# Rings and Bases NEED HELP ASAP



## blowefosho (Jan 29, 2008)

I just purshcased a stevens 200 in .243. I ordered a bushnell elite 3200 10x40mm scope for it today, so it should be on its way. I was just looking for rings and bases and discovered i have no idea what im doing!!! Never done this, dont know whats good, whats not, and what will fit. Any help is greatly appreciated! thanks


----------



## Csquared (Sep 5, 2006)

I believe Leupold's website has a chart of base availability for most every rifle. It should even tell you what height rings you should need. Don't panic.... it couldn't be easier. :wink:


----------



## laxratnd (Jan 23, 2008)

Try seekins, there making good stuff for a pretty good price, take a look and if you call him up he will be glad to help you out.

stephen


----------



## NDTerminator (Aug 20, 2003)

Same bases as a Savage Model 11/111, you'll probably need medium, possibly high rings. Personally, I prefer Weaver type bases and Warne rings but if you are looking to go inexpensive (I'm guessing this as you bought a Stevens 200), Weaver bases and either Weaver or Leupold's cheap weaver style model...


----------



## blowefosho (Jan 29, 2008)

alright i just want to make sure i understand this. all i need to worry about is to buy a base meant for the stevens. then the rings can be whatever as long as theyre 1"?

and whats the difference with the extended bases? do i need one?



NDTerminator said:


> Same bases as a Savage Model 11/111, you'll probably need medium, possibly high rings.
> 
> 
> > So the purpose of the med to high rings is just to clear the scope right? Sorry for all the questions just want to make sure i know what im doing before i go out and buy the wrong parts


----------



## Csquared (Sep 5, 2006)

The rings/bases would have to be compatible. If you take the terminator's advice, which is always a good thing :wink: , you would use weaver style bases and weaver style rings. Do NOT have to be Weaver brand, however. Just means the style that clamps to the base, but with a cross slot in the base that aligns with a sleeved screw on each ring. If you use standard rings and bases, from a myriad of manufacturers, the key word would be "standard", and would consist of a dovetail front ring and a rear ring that is held in place by opposing screw heads.

It's not as hard as I may be making it sound. 

Extended bases? Do you mean extension rings? Extension rings allow for short or long scopes or short or long shooters :lol: . Not needed very often. However, "reversible" bases can be useful. That gets a little more complicated and requires knowing the scope you're going to mount, etc.. All of that should be explained on Leupold's website.

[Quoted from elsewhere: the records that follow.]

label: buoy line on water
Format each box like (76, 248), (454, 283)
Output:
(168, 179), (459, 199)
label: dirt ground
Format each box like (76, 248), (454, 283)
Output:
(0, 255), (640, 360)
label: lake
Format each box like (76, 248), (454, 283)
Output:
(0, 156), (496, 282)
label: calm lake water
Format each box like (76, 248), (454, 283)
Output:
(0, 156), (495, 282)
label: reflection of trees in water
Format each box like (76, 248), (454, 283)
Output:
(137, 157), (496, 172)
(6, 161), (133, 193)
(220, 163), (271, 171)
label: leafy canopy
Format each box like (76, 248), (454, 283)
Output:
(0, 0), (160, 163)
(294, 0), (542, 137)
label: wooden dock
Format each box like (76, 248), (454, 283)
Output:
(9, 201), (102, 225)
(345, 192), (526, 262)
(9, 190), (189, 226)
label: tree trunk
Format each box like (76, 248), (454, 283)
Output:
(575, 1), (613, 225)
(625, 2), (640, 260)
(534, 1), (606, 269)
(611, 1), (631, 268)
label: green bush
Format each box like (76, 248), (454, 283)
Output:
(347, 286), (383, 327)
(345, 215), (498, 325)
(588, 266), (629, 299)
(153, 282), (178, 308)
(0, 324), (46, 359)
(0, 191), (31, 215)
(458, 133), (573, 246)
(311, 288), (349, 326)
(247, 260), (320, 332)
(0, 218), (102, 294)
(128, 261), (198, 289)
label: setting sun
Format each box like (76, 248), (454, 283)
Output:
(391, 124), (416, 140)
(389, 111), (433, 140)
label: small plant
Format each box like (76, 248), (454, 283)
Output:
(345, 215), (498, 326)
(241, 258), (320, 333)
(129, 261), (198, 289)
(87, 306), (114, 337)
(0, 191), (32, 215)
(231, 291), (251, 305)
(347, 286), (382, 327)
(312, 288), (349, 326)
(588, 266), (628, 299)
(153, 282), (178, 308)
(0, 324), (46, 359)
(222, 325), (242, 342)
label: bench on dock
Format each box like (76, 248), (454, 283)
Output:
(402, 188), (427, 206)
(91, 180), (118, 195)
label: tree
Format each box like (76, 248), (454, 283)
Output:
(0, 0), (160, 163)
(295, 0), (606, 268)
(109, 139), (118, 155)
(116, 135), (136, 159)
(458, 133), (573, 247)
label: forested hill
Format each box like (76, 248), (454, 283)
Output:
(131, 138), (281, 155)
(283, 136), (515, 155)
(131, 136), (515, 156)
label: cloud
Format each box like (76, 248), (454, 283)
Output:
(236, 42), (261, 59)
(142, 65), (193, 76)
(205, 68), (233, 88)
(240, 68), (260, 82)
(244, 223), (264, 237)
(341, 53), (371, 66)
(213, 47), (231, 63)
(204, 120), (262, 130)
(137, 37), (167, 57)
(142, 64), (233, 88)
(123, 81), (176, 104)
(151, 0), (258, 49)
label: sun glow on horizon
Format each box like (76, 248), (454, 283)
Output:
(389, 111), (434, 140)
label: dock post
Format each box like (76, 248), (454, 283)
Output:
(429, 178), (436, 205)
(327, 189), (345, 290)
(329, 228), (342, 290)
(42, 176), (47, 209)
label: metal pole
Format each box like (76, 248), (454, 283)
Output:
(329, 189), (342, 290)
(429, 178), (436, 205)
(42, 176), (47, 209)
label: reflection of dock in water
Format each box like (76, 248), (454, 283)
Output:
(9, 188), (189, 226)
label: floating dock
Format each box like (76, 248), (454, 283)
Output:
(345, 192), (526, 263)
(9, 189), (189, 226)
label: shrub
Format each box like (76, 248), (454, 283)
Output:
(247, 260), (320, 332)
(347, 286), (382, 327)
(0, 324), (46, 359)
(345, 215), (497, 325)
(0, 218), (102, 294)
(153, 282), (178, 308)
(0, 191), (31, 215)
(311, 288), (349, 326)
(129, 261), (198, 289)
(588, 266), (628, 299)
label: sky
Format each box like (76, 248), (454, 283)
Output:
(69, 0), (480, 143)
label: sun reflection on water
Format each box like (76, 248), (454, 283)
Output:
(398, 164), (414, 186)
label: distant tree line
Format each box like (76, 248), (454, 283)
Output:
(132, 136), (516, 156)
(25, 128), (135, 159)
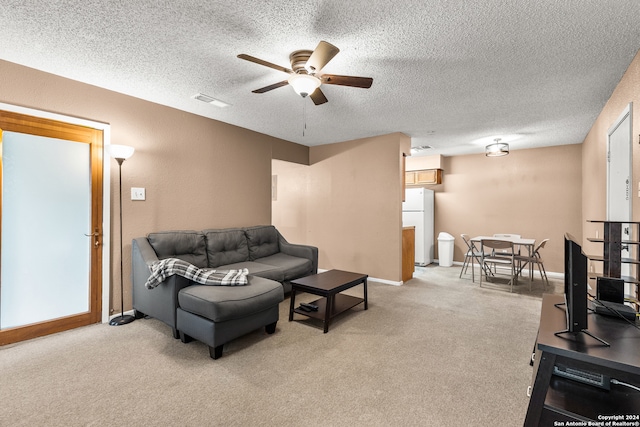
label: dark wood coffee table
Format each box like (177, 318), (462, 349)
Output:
(289, 270), (369, 334)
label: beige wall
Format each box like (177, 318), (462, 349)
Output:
(273, 133), (411, 282)
(431, 144), (582, 273)
(0, 61), (308, 310)
(582, 53), (640, 264)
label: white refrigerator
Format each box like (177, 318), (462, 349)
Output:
(402, 188), (435, 266)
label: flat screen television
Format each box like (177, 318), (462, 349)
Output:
(556, 233), (609, 345)
(564, 233), (588, 332)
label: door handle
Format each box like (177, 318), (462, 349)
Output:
(85, 231), (100, 247)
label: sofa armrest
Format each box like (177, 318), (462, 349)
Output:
(131, 237), (193, 338)
(278, 231), (318, 274)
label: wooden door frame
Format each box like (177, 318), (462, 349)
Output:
(0, 102), (111, 336)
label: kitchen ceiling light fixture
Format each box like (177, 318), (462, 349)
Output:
(484, 138), (509, 157)
(287, 74), (321, 98)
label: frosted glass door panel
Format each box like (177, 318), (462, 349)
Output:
(0, 131), (93, 329)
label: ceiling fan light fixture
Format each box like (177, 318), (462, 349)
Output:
(484, 138), (509, 157)
(287, 74), (321, 98)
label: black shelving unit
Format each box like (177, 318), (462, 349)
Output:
(587, 220), (640, 311)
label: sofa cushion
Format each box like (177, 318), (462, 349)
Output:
(256, 252), (313, 280)
(178, 277), (284, 322)
(203, 228), (249, 268)
(217, 261), (284, 282)
(147, 230), (208, 268)
(245, 225), (280, 261)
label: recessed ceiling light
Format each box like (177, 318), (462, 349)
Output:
(192, 93), (231, 108)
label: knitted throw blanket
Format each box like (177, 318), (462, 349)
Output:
(144, 258), (249, 289)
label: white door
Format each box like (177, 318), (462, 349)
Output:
(0, 111), (102, 345)
(402, 212), (426, 265)
(607, 104), (633, 293)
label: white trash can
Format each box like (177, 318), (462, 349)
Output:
(438, 231), (455, 267)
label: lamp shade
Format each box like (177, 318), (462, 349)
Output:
(287, 74), (320, 98)
(484, 138), (509, 157)
(107, 144), (135, 160)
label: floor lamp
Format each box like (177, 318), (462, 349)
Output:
(107, 145), (135, 326)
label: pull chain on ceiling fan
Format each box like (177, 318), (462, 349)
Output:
(238, 41), (373, 105)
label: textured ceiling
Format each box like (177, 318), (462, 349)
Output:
(0, 0), (640, 155)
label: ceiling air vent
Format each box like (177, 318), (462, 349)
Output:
(192, 93), (231, 108)
(411, 145), (433, 153)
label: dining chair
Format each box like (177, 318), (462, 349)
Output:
(460, 234), (490, 282)
(515, 239), (549, 290)
(480, 239), (517, 292)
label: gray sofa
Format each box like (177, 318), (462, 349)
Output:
(132, 225), (318, 342)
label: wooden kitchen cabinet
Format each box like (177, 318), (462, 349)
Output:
(405, 169), (442, 185)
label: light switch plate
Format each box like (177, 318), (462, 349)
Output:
(131, 187), (146, 200)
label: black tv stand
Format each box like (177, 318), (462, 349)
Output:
(553, 302), (610, 347)
(553, 329), (611, 347)
(524, 294), (640, 427)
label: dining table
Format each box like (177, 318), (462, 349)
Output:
(470, 235), (536, 282)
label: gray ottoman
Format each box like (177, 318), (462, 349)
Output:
(176, 276), (284, 359)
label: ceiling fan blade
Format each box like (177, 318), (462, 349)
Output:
(238, 53), (293, 74)
(309, 88), (329, 105)
(320, 74), (373, 89)
(251, 80), (289, 93)
(305, 41), (340, 74)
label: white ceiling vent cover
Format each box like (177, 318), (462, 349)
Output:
(192, 93), (231, 108)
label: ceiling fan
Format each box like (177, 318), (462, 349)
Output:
(238, 41), (373, 105)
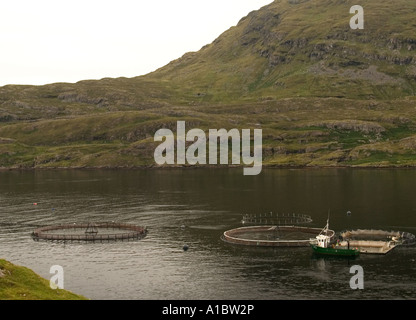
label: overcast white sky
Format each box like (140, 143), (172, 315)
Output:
(0, 0), (273, 86)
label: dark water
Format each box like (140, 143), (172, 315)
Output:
(0, 169), (416, 300)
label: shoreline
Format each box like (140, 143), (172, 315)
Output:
(0, 164), (416, 174)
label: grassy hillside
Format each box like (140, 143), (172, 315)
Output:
(0, 259), (86, 300)
(0, 0), (416, 168)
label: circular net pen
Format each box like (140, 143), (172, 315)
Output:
(221, 226), (335, 247)
(32, 222), (147, 242)
(241, 212), (312, 226)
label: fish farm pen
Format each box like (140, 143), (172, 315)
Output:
(32, 222), (147, 242)
(221, 226), (335, 247)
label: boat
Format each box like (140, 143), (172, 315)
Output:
(310, 219), (360, 257)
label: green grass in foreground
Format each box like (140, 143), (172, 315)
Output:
(0, 259), (87, 300)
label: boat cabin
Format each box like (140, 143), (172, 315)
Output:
(316, 234), (330, 248)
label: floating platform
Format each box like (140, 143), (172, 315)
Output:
(241, 212), (312, 226)
(221, 226), (335, 247)
(32, 222), (147, 242)
(340, 229), (416, 254)
(340, 240), (398, 254)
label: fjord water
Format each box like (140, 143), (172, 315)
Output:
(0, 169), (416, 300)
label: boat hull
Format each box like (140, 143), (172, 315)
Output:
(311, 244), (360, 257)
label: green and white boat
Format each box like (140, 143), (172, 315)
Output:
(310, 219), (360, 257)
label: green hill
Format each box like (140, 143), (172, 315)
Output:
(0, 259), (87, 300)
(0, 0), (416, 168)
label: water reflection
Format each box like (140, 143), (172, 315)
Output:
(0, 169), (416, 299)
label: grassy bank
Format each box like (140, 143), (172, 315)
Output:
(0, 259), (87, 300)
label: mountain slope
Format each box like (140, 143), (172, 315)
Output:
(0, 0), (416, 168)
(147, 0), (416, 102)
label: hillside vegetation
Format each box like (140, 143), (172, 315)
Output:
(0, 0), (416, 168)
(0, 259), (87, 300)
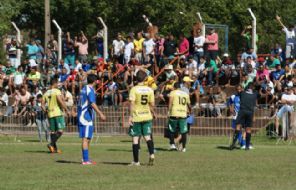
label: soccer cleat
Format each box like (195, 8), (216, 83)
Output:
(47, 144), (55, 153)
(81, 161), (97, 165)
(148, 157), (155, 166)
(240, 145), (246, 150)
(128, 161), (141, 166)
(229, 144), (236, 150)
(54, 149), (62, 154)
(170, 144), (177, 150)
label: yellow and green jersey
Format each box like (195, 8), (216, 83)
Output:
(169, 90), (190, 118)
(43, 88), (63, 118)
(129, 85), (154, 122)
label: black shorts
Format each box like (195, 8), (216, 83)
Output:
(236, 110), (254, 128)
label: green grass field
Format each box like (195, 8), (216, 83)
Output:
(0, 136), (296, 190)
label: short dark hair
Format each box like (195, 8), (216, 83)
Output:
(87, 74), (98, 84)
(136, 70), (147, 82)
(174, 82), (181, 89)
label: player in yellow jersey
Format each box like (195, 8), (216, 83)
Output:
(129, 70), (154, 166)
(42, 78), (67, 153)
(168, 82), (191, 152)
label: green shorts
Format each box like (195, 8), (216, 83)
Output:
(48, 116), (66, 131)
(129, 120), (152, 137)
(169, 118), (188, 134)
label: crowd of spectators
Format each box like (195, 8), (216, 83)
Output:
(0, 18), (296, 136)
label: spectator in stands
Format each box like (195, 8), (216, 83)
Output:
(276, 15), (296, 59)
(27, 67), (41, 91)
(143, 34), (155, 69)
(103, 78), (117, 107)
(187, 55), (198, 77)
(134, 32), (145, 63)
(34, 94), (50, 142)
(193, 30), (205, 64)
(6, 38), (20, 68)
(267, 55), (281, 70)
(36, 40), (45, 71)
(111, 33), (124, 64)
(241, 48), (257, 61)
(26, 39), (39, 61)
(63, 32), (75, 67)
(163, 34), (177, 58)
(275, 87), (296, 134)
(177, 33), (189, 58)
(124, 36), (135, 64)
(72, 31), (88, 63)
(155, 34), (165, 68)
(205, 28), (219, 60)
(217, 53), (233, 85)
(164, 64), (177, 80)
(190, 74), (204, 108)
(47, 34), (59, 64)
(58, 59), (70, 74)
(271, 64), (285, 90)
(205, 57), (218, 85)
(256, 65), (270, 86)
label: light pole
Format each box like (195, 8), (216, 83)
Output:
(52, 19), (62, 61)
(248, 8), (257, 53)
(11, 22), (21, 65)
(196, 12), (206, 37)
(98, 17), (108, 61)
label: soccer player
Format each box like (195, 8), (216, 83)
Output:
(77, 74), (106, 165)
(129, 70), (155, 166)
(168, 82), (191, 152)
(42, 77), (67, 153)
(228, 85), (246, 149)
(229, 83), (258, 150)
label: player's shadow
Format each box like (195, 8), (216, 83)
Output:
(216, 146), (239, 151)
(107, 148), (132, 152)
(24, 150), (50, 154)
(56, 160), (81, 164)
(101, 162), (130, 166)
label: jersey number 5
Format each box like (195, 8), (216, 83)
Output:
(141, 95), (148, 105)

Maybe the termintator or another one familiar with Savages will respond with some input, but my knowledge is mostly with Rem. 700's, and since I'm tall my scopes are typically mounted as far forward as the rear ring will allow in the standard position, so a reversible front base is often useful.

As to ring height, again I'm talking 700's, but I can almost always use low rings with a 40mm or less scope as long as the barrel is close to a sporter contour. Varmint barrels require medium rings with a 40mm obj. I don't believe I have any rifles with high rings installed.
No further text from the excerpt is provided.